Nota bene: A binomial authority in parentheses indicates that the species was originally described in a genus other than Toxicocalamus. These former genera, Apistocalamus, Apisthocalamus, Pseudapistocalamus, Pseudapisthocalamus, Ultrocalamus, and Vanapina, are now synonyms of Toxicocalamus.

==Taxonomy==
The former species Pseudapisthocalamus nymani Lönnberg, 1900; Apisthocalamus pratti Boulenger, 1904; A. loennbergii Boulenger, 1908; and A. lamingtoni Kinghorn, 1928; are synonyms of T. loriae, Vanapina lineata De Vis, 1905 is a synonym of T. longissimus, and Ultrocalamus latisquamatus Schüz, 1929 is a synonym of T. preussi.

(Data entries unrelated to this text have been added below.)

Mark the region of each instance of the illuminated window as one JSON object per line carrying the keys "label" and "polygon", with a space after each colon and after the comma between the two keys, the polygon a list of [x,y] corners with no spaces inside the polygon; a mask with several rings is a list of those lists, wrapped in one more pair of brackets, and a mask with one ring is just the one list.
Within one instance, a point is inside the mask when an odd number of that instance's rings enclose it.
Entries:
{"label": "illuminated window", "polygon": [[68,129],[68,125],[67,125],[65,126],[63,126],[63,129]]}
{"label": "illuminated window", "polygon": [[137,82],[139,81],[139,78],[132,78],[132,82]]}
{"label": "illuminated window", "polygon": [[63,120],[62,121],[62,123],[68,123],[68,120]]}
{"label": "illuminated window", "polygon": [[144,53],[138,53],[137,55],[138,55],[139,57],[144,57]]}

Most of the described species are poorly known and rarely encountered. The most widely distributed, and most commonly encountered, species is T. loriae (itself a possible species complex), which accounts for 66% of all Toxicocalamus specimens in museum collections. T. loriae is frequently encountered in the Highlands, where large numbers have been collected in village gardens along the Wahgi River valley of Simbu Province, PNG. The next most frequently encountered and widely distributed species are T. preussi and T. stanleyanus. All the other species are much less well known and localised in distribution.

Also on mainland New Guinea, T. buergersi is known from only six specimens, from the Torricelli Mountains in the Sepik region (Sandaun and East Sepik Provinces), PNG; T. spilolepidotus is known from two specimens, from the Kratke Range, Eastern Highlands Province, PNG; T. pachysomus is known from its holotype, from the Cloudy Mountains, Milne Bay Province; PNG, T. cratermontanus from its holotype, from Crater Mountain, Simbu Province, PNG, while T. ernstmayri was only known from its holotype in the Star Mountains of Western Province, PNG, until a second specimen was observed crawling across mine-workings at the Ok Tedi Mine, in the Star Mountains. Toxicocalamus grandis is also only known from its holotype, collected on the Setakwa River, western New Guinea, in 1912, (the only species represented by a type specimen west of the WNG/PNG border), and T. pumehanae is also only known from its holotype, from the Managalas Plateau, Oro Province, PNG,.

On the islands of Milne Bay, T. holopelturus is known from 19 specimens from Rossel Island, also known as Yela; T. misimae is known from six specimens from Misima Island; and T. mintoni is only known from its holotype, from Sudest Island, also known as Vanantai or Tagula Island, all in the Louisiade Archipelago. Toxicocalamus nigrescens is only known from its holotype and paratype, from Fergusson Island, in the d'Entercasteaux Archipelago, while T. longissimus is known from 12 specimens from Woodlark Island.